S.A. LUIGI FRANCHI (BRESCIA)
AN EARLY 12-BORE DOUBLE-TRIGGER OVER AND UNDER SIDELOCK EJECTOR, serial no. 1084,
dated 1938, 28 3/8in. (72cm) nitro barrels with raised solid tapered file cut top-rib, 2 3/4in. chambers, bored approx. 1/4 and 1/2 choke, Boss style action with hold-open toplever, manual safety, articulated front trigger, profusely engraved with scrolling acanthus on a matted background, the lockplates with the makers name in scrolling banners, bright and blued finish overall, 14 1/2in highly-figured stock including 3/4in. rubber recoil pad, weight 7lb. 7oz.
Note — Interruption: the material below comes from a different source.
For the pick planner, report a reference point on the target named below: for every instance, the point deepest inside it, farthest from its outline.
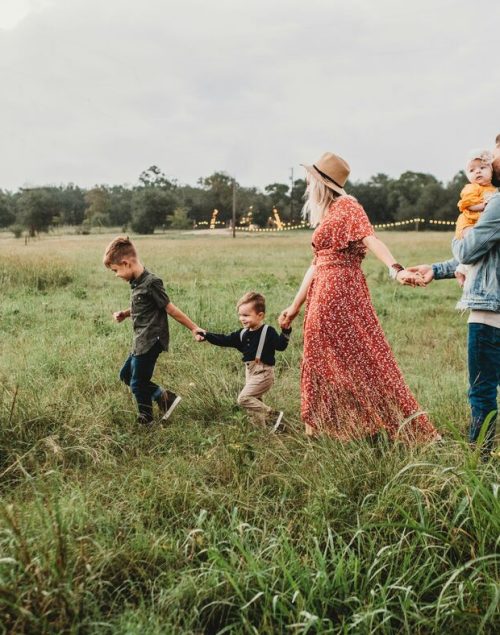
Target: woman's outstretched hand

Provenance: This Lot was the property of Brigadier J.B. Bester, DSO, (1911-1985) of the South African Witwatersrand Rifles. He led a distinguished military and civil career, seeing action during the Second World War in East Africa, North Africa and Italy. During the campaign in North Africa he had a number of lucky escapes, the closest being on 26th May 1942 when a Stuka dive bomber dropped a bomb directly onto the roof of his command post. Although it detonated miraculously both Bester and the other occupant of the post were shaken but complete unscathed. On page 315 of the official history of the Witwatersrand Rifles, A Bugle Calls by S. Monick, a photograph is reproduced of an unexploded artillery shell which also penetrated the roof of another of his command posts. He was awarded the DSO for his leadership during the second battle of El Alamein in October 1942 which saw his battalion sustain losses of 41 killed and 148 wounded during bitter fighting. His citation reads as follows:
'During the battle of El Alamein of 23/24 October and succeeding days the FFB commanded by this officer met the severest resistance of any Bn in the Div. (1 SA Division). This resistance threatened to hold up the attack and what might have developed into a very serious position arose. Lt-Col. Bester went forward under heavy fire to the sector affected, and by his skill and personal bravery was able to restore to the attack such impetus that all objectives were taken. Throughout his service both in E. Africa and in 8 Army he has at all times set a standard of leadership, devotion to duty and personal courage that has been an inspiration to those about him and a powerful factor in the high morale of his command.'
He returned to South Africa in 1946 and left the army to become Chief Superintendent of the Railways Police. In this capacity he was responsible for the security of the Royal Train during the 1947 Royal Tour of South Africa. In 1952 he moved to South African Airways rising to Deputy Commercial Director. He was a very active member of the Witwatersrand Rifles Regimental Association and was made Honorary Colonel of the Regiment in 1972.